O mundo em crescente risco nuclear e o cinismo militante
Enio Lins*
Em sua edição de 16 de janeiro, a Folha de São Paulo publicou instigante matéria com o título “’Irã cruzou todas [as] linhas vermelhas rumo à bomba atômica’, alerta ONU”. Puxa vida! A morte ensombra o mundo quando se fala em armamento nuclear.
Desde que os Estados Unidos usaram como cobaias Hiroshima e Nagasaki, o mundo vive o terror de acontecer outra matança atômica. Com razão, pois o uso da energia nuclear provou sua supremacia letal frente todas as demais armas.
Nessa reportagem da Folha, a fala entre aspas é do diretor-geral da Agência Internacional de Energia Atômica (AIEA), Rafael Grossi, que declarou “a comunidade internacional está assistindo o Irã cruzar as ‘linhas vermelhas’ estabelecidas por seus adversários rumo à fabricação de uma bomba atômica”.
QUEM PODE TER BOMBA NUCLEAR?
Grossi deveria ter ficado vermelho de vergonha ao falar essa frase. Verdadeiras palavras, ao reconhecer – em primeiro lugar – que os tais marcos de proibição foram estabelecidos pelos adversários do país acusado de montar sua primeira bomba.
Deveria a ONU se ruborizar pela vergonhosa posição de silenciar sobre uns e vociferar sobre outros dentre os países com armamento nuclear, apesar de ser óbvio que as Nações Unidas jamais tiveram poder para deter esse processo.
Vergonha, para o dito mundo civilizado, é a dubiedade de posicionamento e a incapacidade de órgãos como a ONU de se postarem de forma independente e crítica, sem vezo político, frente à corrida armamentista de destruição em massa.
Isso posto, é fundamental criticar o cinismo de apontar apenas para um ou outro país fora do sistema de dominação hegemônica como o único responsável pelo mundo viver à beira de uma catástrofe sem precedentes.
VILANIAS UNILATERAIS
Pelas normas das potências hegemônicas que afloraram das cinzas da II Grande Guerra Mundial, “apenas cinco países” poderiam ter armas nucleares: Estados Unidos, Rússia, China, França e Grã-Bretanha. Oquei?

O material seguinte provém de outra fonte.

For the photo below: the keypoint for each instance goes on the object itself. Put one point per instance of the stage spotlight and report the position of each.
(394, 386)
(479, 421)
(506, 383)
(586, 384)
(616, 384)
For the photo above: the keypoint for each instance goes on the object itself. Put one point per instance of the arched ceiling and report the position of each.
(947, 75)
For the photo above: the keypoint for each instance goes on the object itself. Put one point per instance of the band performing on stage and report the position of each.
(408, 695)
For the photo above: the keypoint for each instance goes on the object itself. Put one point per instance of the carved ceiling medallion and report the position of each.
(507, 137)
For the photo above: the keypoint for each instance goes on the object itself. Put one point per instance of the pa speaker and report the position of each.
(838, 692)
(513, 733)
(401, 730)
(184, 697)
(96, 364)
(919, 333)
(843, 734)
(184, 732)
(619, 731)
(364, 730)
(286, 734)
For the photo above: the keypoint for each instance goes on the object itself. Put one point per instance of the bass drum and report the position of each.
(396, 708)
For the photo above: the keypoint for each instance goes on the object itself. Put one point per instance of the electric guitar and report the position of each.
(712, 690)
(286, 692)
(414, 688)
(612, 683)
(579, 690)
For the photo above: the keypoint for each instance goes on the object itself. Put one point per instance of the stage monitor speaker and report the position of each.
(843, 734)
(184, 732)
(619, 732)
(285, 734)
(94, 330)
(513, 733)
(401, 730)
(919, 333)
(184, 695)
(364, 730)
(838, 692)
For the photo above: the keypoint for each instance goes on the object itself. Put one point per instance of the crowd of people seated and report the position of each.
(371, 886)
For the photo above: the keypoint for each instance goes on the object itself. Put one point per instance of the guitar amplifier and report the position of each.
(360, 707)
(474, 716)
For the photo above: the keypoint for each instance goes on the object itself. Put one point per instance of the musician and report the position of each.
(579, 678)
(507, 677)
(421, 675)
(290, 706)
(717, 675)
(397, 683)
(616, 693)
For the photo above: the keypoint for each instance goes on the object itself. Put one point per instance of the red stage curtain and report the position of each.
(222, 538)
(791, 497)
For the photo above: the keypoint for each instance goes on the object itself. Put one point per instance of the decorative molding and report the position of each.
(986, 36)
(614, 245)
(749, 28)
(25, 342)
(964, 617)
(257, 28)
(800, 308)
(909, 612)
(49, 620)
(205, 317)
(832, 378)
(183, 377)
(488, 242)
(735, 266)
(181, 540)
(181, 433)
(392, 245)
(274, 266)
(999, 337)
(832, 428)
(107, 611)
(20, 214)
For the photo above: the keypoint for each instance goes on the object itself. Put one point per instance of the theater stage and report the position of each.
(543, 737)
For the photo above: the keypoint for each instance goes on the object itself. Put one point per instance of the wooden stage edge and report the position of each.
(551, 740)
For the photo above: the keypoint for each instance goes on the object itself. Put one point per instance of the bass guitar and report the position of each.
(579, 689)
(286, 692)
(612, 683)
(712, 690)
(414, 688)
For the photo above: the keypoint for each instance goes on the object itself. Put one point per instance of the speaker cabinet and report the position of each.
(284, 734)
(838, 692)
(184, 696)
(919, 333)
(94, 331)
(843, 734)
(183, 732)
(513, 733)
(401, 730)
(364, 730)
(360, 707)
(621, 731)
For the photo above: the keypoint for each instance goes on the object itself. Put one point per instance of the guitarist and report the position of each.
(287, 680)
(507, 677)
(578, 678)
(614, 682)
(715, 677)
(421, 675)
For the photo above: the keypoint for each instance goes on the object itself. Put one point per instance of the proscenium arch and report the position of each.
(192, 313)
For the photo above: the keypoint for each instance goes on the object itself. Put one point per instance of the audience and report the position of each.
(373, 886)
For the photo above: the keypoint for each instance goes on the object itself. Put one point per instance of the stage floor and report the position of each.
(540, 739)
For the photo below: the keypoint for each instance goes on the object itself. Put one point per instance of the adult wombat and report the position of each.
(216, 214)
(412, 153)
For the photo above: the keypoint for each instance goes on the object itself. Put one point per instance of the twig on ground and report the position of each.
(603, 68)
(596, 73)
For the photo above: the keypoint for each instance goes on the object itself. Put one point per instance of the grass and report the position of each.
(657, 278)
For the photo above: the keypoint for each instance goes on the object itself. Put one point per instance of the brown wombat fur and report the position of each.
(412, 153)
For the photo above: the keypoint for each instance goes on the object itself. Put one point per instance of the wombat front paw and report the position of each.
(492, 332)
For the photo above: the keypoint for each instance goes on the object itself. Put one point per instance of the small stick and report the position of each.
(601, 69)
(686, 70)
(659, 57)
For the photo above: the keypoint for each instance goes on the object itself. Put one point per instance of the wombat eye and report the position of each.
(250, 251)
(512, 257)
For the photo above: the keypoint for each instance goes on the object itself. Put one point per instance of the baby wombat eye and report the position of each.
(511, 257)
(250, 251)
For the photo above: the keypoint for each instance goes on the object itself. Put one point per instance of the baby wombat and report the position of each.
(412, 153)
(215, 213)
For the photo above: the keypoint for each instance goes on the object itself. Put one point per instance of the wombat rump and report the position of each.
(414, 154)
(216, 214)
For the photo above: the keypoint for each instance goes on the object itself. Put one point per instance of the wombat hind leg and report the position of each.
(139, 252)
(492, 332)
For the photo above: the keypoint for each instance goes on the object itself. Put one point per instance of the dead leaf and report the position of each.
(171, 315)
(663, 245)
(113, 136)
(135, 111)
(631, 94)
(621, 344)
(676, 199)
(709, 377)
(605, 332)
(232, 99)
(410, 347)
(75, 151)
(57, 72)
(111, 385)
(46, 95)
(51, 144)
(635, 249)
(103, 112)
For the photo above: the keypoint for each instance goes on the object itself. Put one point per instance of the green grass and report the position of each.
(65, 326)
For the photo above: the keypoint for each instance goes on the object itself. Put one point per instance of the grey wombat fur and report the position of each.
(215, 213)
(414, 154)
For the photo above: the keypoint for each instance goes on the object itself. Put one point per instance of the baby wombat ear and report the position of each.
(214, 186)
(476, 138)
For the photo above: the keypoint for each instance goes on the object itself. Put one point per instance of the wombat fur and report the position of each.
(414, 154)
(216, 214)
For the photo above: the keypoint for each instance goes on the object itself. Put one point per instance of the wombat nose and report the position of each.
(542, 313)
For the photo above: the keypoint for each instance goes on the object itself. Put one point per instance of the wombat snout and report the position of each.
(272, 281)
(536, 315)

Mas a este quinteto atômico, somaram-se Índia, Paquistão, Israel e Coreia do Norte. O clubinho agora tem nove países aptos a darem fim ao mundo. Quais critérios que a ONU usa para falar em “linhas vermelhas” para A ou B? Os dos inimigos de A ou de B?!
Só para citar dois países com posturas agressivas: se Israel e Coreia do Norte estão com armas atômicas nos coldres, como criticar outras nações por passearem nesse faroeste mundial com ogivas nucleares nas suas cartucheiras?
CINISMO CONIVENTE
Desde o fim da Guerra da Coreia, em 1953, a estrepitosa Coreia do Norte só faz esbravejar, mas não ataca ninguém. Israel, a partir do atentado ao Hotel Rei Davi (em 1946, antes mesmo de sua fundação oficial em 1948), é puro terror e morte contra quem considera inimigo.
E mais: o Irã, profundamente reacionário e obtuso em seu fundamentalismo, depois do poder xiita, só guerreou contra o Iraque, mas tem sido alvo constante de ações terroristas do serviço secreto israelense – sem direito a “autodefesa”.
Correto mesmo, apesar de inviável na prática, é a ONU defender intransigentemente o desarmamento nuclear e desativação de todas as armas de destruição em massa, denunciado todo e qualquer país que invista nesse segmento letal. Um sonho impossível? Sim, nos marcos contemporâneos, mas é um princípio ético que não pode continuar a ser usado como referência de cinismo e politicagem.